T2-weighted 3-dimensional fast imaging employing steady-state acquisition sequences of magnetic resonance imaging (MRI) were reconstructed 3-dimensionally for 13 intractable BPPV patients and 14 control volunteers.

Main Outcome Measure:

Transition and relapse of nystagmus were monitored. Semicircular canals were evaluated for a stenosis or filling defect (obturation).

Results:

Eighteen patients (4 with posterior canal type, 2 with horizontal canal type with geotropic nystagmus, and 12 with apogeotropic nystagmus) fulfilled the above criteria for intractability among 495 BPPV patients.

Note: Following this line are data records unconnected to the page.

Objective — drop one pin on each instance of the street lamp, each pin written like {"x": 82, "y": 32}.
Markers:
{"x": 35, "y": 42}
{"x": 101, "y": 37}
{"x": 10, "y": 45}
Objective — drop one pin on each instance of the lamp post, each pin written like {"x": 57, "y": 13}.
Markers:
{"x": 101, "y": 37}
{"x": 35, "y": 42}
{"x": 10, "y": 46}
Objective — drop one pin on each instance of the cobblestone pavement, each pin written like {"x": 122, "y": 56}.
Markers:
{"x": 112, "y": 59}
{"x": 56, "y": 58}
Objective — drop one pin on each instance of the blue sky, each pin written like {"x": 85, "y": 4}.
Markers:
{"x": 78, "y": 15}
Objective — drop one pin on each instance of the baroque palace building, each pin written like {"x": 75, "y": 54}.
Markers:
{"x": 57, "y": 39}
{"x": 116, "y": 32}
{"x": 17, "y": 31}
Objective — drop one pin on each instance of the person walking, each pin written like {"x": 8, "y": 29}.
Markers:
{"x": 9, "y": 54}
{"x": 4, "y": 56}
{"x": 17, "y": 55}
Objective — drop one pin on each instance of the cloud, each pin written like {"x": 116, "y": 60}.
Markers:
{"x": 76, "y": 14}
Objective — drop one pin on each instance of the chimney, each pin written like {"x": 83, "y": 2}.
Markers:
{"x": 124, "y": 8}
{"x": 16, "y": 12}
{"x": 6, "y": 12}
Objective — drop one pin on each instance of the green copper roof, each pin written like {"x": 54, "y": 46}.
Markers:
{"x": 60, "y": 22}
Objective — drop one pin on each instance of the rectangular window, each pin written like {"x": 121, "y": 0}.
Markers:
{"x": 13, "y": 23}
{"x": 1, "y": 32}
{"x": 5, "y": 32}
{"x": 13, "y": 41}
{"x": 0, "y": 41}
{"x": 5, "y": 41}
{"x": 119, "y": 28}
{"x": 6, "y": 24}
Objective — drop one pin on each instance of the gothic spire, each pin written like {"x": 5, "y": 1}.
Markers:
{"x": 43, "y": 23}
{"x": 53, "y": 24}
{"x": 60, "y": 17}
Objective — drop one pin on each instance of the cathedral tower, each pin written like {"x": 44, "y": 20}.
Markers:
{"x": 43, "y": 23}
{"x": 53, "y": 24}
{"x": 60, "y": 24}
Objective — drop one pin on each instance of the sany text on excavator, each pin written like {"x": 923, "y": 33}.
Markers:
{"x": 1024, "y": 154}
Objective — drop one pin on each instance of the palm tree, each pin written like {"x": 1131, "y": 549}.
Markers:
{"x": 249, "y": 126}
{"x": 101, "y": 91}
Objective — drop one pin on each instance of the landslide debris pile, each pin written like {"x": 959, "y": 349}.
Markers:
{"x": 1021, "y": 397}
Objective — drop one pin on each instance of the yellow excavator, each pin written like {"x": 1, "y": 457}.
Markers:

The occurrence rate of intractable BPPV was 3.6%. Also, the rate of nystagmus transition was significantly higher in patients with geotropic nystagmus and the posterior canal type (100%) compared with those with apogeotropic nystagmus (33.3%). Of the 13 intractable BPPV patients who underwent MRI, 11 (84.6%) had a total of 23 canals with abnormal appearance (29.5%), showing a significantly higher incidence compared with controls. There was no correlation between the affected canal diagnosed by MRI and the type of nystagmus.

Conclusion:

The low incidence of nystagmus transition in patients with apogeotropic nystagmus suggests a difference in pathophysiology between apogeotropic nystagmus and other types of BPPV. Stenosis and filling defect (obturation) of canals on MRI, which would indicate an innate narrowing and/or an otoconial jam of the semicircular canal, may account for the intractability of BPPV.